Martine Ouellet fait adopter une motion unanime à l'Assemblée nationale pour la libération de Raïf Badawi

QUÉBEC, le 11 avril 2017 /CNW Telbec/ - La députée à l'Assemblée nationale,  Martine Ouellet,  a déposé aujourd'hui une motion afin que l'Assemblée nationale demande au  gouvernement canadien de continuer à faire pression sur les autorités du Royaume d'Arabie saoudite afin d'obtenir la libération de M. Raif Badawi et sa réunification avec sa famille. La motion a été adoptée unanimement.

« Récemment, on apprenait que M. Badawi figurerait sur la liste de pardon de l'Arabie saoudite. C'est le moment pour Justin Trudeau de passer de la parole aux actes : donner la citoyenneté canadienne à M. Badawi et le ramener ici. Les voix se font entendre de toutes  parts pour que le premier ministre agisse. Le Québec, comme province, est limité et ne peux rien faire de plus! Tant que le Québec  sera une province à l'intérieur du Canada, c'est au Canada d'agir» , a lancé Martine Ouellet.

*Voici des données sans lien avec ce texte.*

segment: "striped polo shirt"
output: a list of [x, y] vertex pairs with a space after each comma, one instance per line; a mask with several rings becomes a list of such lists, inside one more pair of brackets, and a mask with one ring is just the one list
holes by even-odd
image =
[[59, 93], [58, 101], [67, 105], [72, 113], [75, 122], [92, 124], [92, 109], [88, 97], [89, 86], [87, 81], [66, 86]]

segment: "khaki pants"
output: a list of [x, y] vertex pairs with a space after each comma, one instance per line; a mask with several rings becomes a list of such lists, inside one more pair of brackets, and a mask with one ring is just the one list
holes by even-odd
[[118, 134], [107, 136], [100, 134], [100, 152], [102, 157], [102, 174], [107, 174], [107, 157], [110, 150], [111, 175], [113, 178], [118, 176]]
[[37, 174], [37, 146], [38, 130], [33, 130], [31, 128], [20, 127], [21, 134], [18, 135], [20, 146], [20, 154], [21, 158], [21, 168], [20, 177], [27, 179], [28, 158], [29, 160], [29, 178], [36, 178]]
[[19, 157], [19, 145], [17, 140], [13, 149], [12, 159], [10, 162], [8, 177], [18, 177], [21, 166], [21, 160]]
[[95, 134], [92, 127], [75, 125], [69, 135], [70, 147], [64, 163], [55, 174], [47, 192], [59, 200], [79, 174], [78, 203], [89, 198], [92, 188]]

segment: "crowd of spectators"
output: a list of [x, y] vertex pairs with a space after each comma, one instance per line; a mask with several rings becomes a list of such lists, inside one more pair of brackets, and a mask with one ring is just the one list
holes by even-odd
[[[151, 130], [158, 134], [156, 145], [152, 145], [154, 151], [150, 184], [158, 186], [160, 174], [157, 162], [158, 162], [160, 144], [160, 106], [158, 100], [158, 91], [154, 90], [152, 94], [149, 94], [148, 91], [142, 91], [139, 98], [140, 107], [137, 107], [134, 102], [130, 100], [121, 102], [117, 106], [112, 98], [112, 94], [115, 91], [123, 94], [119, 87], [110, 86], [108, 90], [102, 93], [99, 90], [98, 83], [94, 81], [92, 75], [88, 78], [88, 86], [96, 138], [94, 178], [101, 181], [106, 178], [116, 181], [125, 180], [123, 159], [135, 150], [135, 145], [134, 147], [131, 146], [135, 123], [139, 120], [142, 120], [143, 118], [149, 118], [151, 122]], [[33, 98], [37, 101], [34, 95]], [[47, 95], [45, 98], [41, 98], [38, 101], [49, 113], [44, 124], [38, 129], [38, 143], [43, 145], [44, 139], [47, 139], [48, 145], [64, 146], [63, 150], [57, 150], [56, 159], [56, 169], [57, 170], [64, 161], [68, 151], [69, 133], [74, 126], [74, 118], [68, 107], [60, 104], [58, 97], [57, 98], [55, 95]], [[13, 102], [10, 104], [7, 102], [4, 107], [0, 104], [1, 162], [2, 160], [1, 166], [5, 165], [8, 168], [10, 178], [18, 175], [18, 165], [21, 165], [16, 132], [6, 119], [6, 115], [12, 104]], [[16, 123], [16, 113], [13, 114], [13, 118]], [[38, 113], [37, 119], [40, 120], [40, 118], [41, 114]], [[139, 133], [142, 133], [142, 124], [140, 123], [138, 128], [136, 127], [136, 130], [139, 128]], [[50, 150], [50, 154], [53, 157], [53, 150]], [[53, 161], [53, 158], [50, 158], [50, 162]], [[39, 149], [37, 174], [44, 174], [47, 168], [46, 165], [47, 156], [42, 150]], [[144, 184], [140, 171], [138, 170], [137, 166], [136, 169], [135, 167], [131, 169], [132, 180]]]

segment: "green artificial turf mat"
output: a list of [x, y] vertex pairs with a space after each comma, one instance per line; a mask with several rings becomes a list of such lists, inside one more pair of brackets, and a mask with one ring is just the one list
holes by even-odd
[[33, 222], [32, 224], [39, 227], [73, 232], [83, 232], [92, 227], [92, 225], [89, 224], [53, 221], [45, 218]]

Voici la motion présentée par Martine Ouellet :

Que l'Assemblée nationale rappelle que le prisonnier politique Raif Badawi est emprisonné depuis juin 2012, suite à une condamnation à 10 ans de détention, à 1000 coups de fouets et à une amende, qu'il a reçu 50 coups de fouet;

Qu'elle rappelle que le Gouvernement du Québec a tout fait ce qui était en son pouvoir pour aider Raif Badawi : en juin 2015, un certificat de sélection du Québec pour motif humanitaire a été émis au nom de Raïf Badawi et qu'elle a adoptée, en février 2015 et en octobre 2016, une motion unanime demandant entres autres «aux gouvernements du Québec et du Canada de faire tout en leur pouvoir pour obtenir la libération de R. Badawi et lui permettre de rejoindre sa famille»;

Que l'Assemblée nationale demande au Gouvernement du Canada de continuer à faire pression sur les autorités du Royaume d'Arabie saoudite afin d'obtenir la libération de M. Raif Badawi et sa réunification avec sa famille.

 «La balle est dans le camp du Canada depuis le début. En mai 2015, Justin Trudeau, alors chef du parti libéral du Canada, interpellait directement le Premier ministre Harper sur Twitter au sujet de M. Badawi. Il réclamait une action immédiate du prisonnier politique, en signant son message de #LibérezRaïf. En décembre 2015, une fois élu premier ministre, il réitérait sa ''volonté indéfectible'' de régler le cas de Raif Badawi. Près de trois ans plus tard, il n'a rien fait de concret et Raïf Badawi est toujours emprisonné loin de son épouse et de ses trois enfants. Pire encore, l'ex ministre des Affaires étrangères Stéphane Dion a refusé d'accorder la citoyenneté à Badawi en prétextant que ça n'aiderait pas à le faire libérer. C'est la responsabilité du gouvernement canadien de le ramener en vie auprès de sa famille qui a choisi de s'établir ici, à Sherbrooke», a conclu Martine Ouellet.